Watson, on the other hand is well-versed in politics and current events, and as a medical doctor, knows much about the human body. Apart from the areas of his expertise, he has a general working knowledge on a lot of subjects. So Holmes knows a lot about little, and Watson knows a bit about a bunch. I did not mean to alliterate there, but I‘m not sorry I did. The idea that Holmes is a crazy genius comes from the fact that Watson tends to be brought in mid-case, after Holmes has been studying up on things, and he reads a lot and remembers trivia well. (There’s another reason, but we’ll get to that.)


And the humanity?
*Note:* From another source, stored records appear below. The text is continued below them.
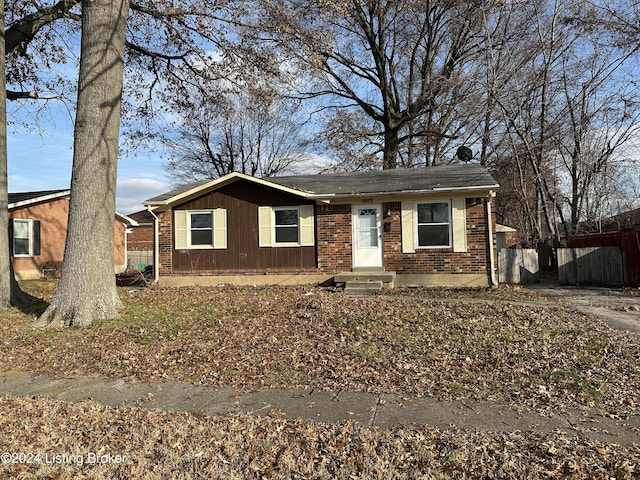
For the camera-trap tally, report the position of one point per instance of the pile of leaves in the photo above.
(539, 356)
(86, 440)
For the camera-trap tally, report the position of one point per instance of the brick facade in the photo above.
(53, 217)
(439, 260)
(334, 244)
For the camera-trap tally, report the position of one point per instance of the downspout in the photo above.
(156, 239)
(127, 231)
(492, 268)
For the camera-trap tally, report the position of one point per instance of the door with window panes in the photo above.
(367, 235)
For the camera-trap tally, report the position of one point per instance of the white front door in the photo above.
(367, 235)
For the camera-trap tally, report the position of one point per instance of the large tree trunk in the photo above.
(87, 289)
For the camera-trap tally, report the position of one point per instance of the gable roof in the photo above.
(29, 198)
(190, 190)
(447, 178)
(398, 181)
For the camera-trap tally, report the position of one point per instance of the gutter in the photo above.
(492, 268)
(156, 239)
(327, 196)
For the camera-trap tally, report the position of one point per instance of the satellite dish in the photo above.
(464, 153)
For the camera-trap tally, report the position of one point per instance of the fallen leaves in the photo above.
(309, 337)
(156, 444)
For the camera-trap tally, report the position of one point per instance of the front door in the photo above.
(367, 235)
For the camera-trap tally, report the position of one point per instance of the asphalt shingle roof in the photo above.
(446, 177)
(26, 196)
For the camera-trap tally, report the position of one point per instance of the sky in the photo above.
(41, 160)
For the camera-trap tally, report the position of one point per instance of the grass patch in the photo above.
(310, 337)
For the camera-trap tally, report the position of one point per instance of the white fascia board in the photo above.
(330, 196)
(219, 182)
(43, 198)
(127, 220)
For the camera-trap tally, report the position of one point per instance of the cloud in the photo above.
(131, 192)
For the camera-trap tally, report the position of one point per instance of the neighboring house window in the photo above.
(200, 229)
(290, 226)
(434, 224)
(25, 236)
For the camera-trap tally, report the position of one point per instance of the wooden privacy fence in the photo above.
(518, 265)
(590, 266)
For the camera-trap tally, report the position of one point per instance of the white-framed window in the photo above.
(286, 226)
(22, 238)
(200, 229)
(433, 224)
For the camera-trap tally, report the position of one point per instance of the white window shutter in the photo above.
(306, 225)
(265, 226)
(220, 228)
(459, 220)
(180, 229)
(408, 227)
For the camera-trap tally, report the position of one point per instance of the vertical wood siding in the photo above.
(243, 254)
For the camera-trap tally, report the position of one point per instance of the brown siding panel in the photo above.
(241, 201)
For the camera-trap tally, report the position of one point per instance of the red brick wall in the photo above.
(53, 216)
(333, 237)
(439, 260)
(334, 243)
(140, 238)
(165, 242)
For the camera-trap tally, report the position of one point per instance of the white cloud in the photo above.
(131, 192)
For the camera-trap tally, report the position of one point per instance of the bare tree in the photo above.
(255, 132)
(87, 289)
(600, 120)
(397, 63)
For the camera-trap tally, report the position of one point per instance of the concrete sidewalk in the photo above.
(381, 411)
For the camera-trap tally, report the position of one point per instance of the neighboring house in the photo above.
(428, 226)
(506, 237)
(140, 240)
(38, 230)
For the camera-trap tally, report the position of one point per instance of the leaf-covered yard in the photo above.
(506, 345)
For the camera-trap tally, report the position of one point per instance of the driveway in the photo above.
(619, 308)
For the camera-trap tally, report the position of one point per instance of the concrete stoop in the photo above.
(365, 282)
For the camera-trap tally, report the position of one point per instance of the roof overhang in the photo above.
(216, 184)
(488, 189)
(40, 199)
(128, 221)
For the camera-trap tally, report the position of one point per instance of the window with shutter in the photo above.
(200, 229)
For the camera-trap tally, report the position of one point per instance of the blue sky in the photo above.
(41, 160)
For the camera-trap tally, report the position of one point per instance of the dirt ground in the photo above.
(618, 307)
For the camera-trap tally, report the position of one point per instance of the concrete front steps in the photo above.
(365, 282)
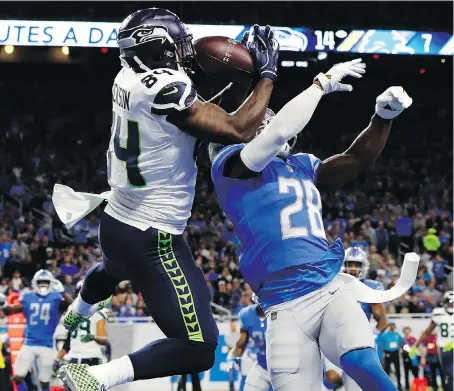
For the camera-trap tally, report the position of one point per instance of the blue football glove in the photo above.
(264, 49)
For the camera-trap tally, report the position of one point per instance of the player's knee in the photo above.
(361, 360)
(205, 354)
(18, 379)
(333, 378)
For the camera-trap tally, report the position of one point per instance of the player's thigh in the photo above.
(344, 326)
(349, 383)
(257, 379)
(24, 361)
(246, 363)
(45, 359)
(293, 359)
(446, 359)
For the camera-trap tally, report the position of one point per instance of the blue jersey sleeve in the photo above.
(310, 163)
(221, 159)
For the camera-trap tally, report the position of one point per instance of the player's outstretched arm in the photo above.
(428, 331)
(340, 169)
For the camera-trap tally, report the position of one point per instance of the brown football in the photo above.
(224, 59)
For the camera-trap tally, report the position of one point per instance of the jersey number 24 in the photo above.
(307, 202)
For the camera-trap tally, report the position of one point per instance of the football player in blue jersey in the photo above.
(42, 307)
(357, 265)
(271, 197)
(253, 326)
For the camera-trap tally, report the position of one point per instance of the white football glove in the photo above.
(392, 102)
(331, 80)
(57, 286)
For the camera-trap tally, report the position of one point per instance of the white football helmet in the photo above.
(41, 282)
(448, 301)
(356, 262)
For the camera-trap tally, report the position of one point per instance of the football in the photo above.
(224, 58)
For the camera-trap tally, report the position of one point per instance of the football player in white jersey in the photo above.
(157, 119)
(443, 322)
Well, Holmes is kind of… socially retarded. He’s cold and disconnected to a rather shocking degree. Watson is at hand to smooth over rough edges, and deal with their clients as people, when Holmes couldn’t give a shit.
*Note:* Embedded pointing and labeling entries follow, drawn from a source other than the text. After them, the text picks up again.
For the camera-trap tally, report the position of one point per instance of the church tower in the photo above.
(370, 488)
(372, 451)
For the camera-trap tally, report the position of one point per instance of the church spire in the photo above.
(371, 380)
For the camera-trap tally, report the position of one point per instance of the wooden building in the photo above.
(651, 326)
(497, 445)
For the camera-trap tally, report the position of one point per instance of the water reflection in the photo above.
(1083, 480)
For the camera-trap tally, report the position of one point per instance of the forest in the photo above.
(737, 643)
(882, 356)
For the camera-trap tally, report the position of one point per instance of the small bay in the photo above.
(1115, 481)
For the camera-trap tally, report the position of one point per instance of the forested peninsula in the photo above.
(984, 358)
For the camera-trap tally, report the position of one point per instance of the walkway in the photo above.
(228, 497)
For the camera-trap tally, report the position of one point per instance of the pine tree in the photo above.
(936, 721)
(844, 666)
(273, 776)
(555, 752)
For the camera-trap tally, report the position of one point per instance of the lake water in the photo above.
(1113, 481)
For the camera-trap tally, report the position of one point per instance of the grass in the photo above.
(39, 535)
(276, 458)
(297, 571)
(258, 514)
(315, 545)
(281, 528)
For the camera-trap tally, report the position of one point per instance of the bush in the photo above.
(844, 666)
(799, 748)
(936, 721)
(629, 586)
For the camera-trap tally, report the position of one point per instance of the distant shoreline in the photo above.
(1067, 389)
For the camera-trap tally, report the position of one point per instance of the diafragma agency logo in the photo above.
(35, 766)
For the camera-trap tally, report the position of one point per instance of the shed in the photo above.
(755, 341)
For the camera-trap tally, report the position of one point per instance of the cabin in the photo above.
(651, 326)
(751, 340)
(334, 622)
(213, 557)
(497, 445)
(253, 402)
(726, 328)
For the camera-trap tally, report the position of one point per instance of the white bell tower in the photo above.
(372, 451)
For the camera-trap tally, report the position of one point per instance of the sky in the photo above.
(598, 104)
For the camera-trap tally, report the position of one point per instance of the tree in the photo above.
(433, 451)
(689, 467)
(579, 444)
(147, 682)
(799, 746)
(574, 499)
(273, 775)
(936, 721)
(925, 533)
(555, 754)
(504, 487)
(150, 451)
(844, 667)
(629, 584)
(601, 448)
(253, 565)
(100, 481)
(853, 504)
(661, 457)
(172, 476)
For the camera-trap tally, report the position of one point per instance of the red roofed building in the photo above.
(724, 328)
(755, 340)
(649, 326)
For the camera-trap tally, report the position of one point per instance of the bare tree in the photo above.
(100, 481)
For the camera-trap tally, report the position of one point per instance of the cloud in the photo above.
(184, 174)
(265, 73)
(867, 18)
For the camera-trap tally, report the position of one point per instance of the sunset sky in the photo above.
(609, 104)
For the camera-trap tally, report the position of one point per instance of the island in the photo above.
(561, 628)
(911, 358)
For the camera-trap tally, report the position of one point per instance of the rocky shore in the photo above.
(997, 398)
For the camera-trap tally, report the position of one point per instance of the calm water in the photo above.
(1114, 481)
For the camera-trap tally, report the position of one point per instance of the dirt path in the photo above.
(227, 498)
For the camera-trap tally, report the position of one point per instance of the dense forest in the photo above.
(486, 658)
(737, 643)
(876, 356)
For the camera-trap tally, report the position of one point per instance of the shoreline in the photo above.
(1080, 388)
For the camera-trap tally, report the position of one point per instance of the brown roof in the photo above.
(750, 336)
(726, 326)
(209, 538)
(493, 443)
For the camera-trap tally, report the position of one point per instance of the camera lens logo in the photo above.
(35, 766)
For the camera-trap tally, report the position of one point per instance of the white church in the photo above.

One more thing he brings to the table is his gun. Holmes doesn’t seem to remember he owns one, and is all the time telling Watson to get his. Come on, man, you’re a detective. You may be an expert at judo, baritsu, and boxing, but if that’s as handy as you act like it is, then you wouldn’t have to borrow your roomie’s gun all the time. To be fair, the only use Holmes ever put his gun to was shooting a “V.R.” into the wall of the apartment in an oddly violent show of patriotism.
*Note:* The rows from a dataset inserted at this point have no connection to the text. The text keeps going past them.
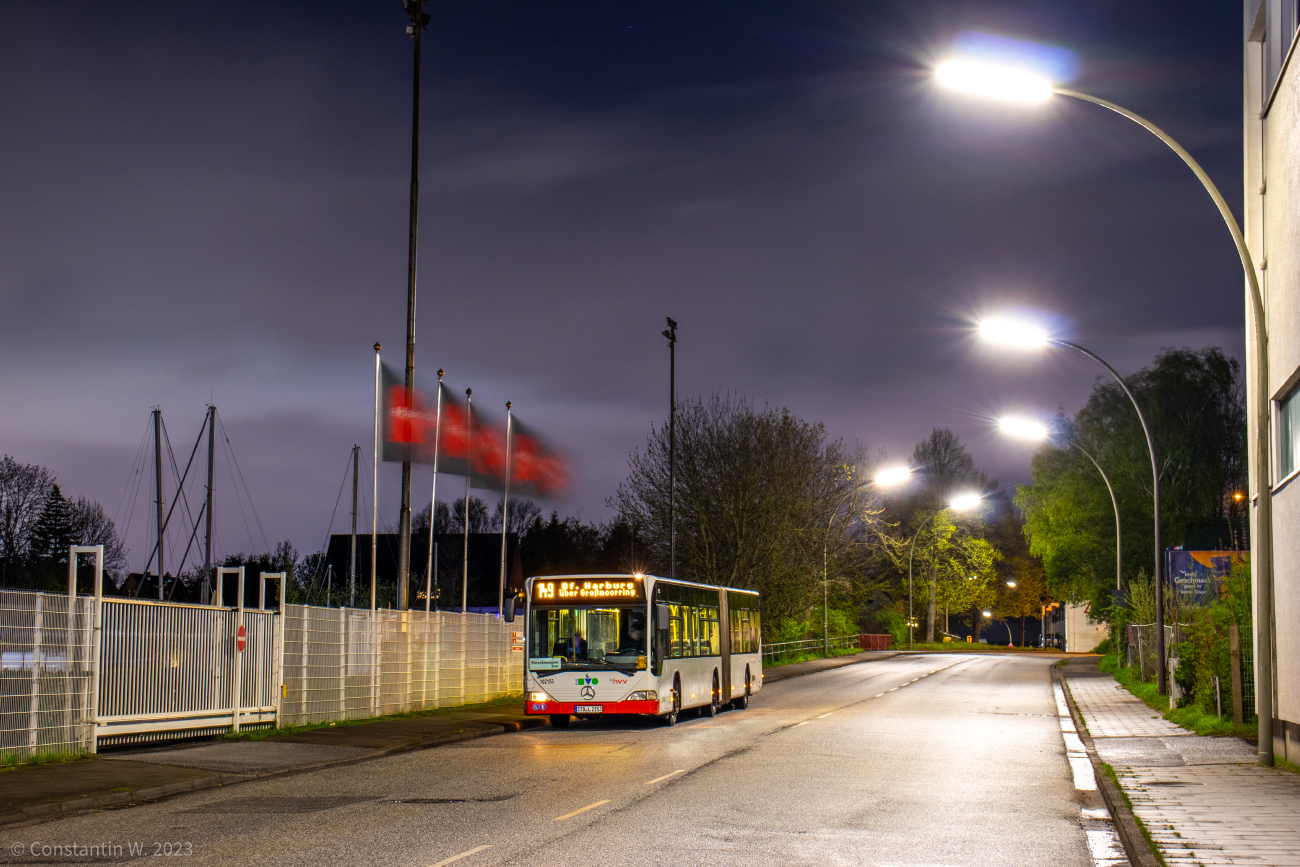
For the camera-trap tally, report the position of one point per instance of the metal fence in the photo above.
(169, 668)
(807, 646)
(46, 683)
(349, 663)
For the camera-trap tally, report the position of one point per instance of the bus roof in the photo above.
(653, 577)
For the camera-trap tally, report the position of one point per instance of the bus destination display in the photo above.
(586, 590)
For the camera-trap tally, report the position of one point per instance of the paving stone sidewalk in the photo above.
(1203, 800)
WHERE’S THE RESPECT?: Slowly increasing. For a long time, Watson was looked at as a fat idiot that followed Holmes around for god knows what reason. I don’t think it’s fair to blame any one person for this, but let’s go ahead and blame Nigel Bruce. Nigel Bruce was a comic character actor who played Watson opposite Basil Rathbone’s Holmes in a dozen or so movies and a couple hundred radio shows. The producers of these entertainments seemed to think that audiences would be uninterested in the adventures of two capable, intelligent people, and figured that since Holmes is so smart, Watson must be so stupid. Bruce’s Watson was a bumbling oaf who was so bad at deduction he needed Holmes to tell him what his breakfast was half the time.

“An egg? Why Holmes old boy, what makes you say that?”

“Elementary, my dear Watson, it’s round and white, with a squishy yellow bit.”

“Brilliant, Holmes, just brilliant!”

He probably had time to work cases with Holmes because he had scared off any patients he hadn’t poisoned or mutilated.

This Watson stayed prominent in the minds of the public for some time, and any version that put him on Holmes’ level was a deconstruction, a la the 1988 film Without a Clue, where the genius Watson (played by Ben Kingsley) hired a bumbling actor (played by Michael Caine) to be his front man, or Nicholas Meyer’s The Seven Per-Cent Solution, where Holmes (played by Nicol Williamson) was depicted as a drug-addled lunatic who made up Moriarity because his math teacher had sex with his mother, with Watson (played by… Robert Duvall? Huh.) running around cleaning up his messes. But little by little, the love started coming in. The most prominent example was the BBC series The Adventures of Sherlock Holmes, whose producers were well aware that Holmes, being a serious-minded fellow, would want a partner who could find his ass with both hands, a map, a flashlight, and an electrified ass-finder.

And most subsequent versions have held to this. The sci-fi cartoon series “Sherlock Holmes in the 22nd Century” held Watson so vital to Holmes that the police that cloned him gave him a robo-Watson. (I have seen one episode of this show. It was an adaptation of “The Man With the Twisted Lip”, and it was better than it had any right to be.) In the upcoming BBC pilot “Sherlock”, a modern-day adaptation, Watson will be played by Martin Freeman, who though schlubby and goofy, is also eminently likable. (Holmes is being played by a guy called Benedict Cumberbatch. How awesome is that?)


On top of all that, Guy Ritchie is releasing a Sherlock Holmes movie this year, and I’m sure that Watson will be…





















Oh, come on. There’s respecting a classic character, and then there’s just overcompensating.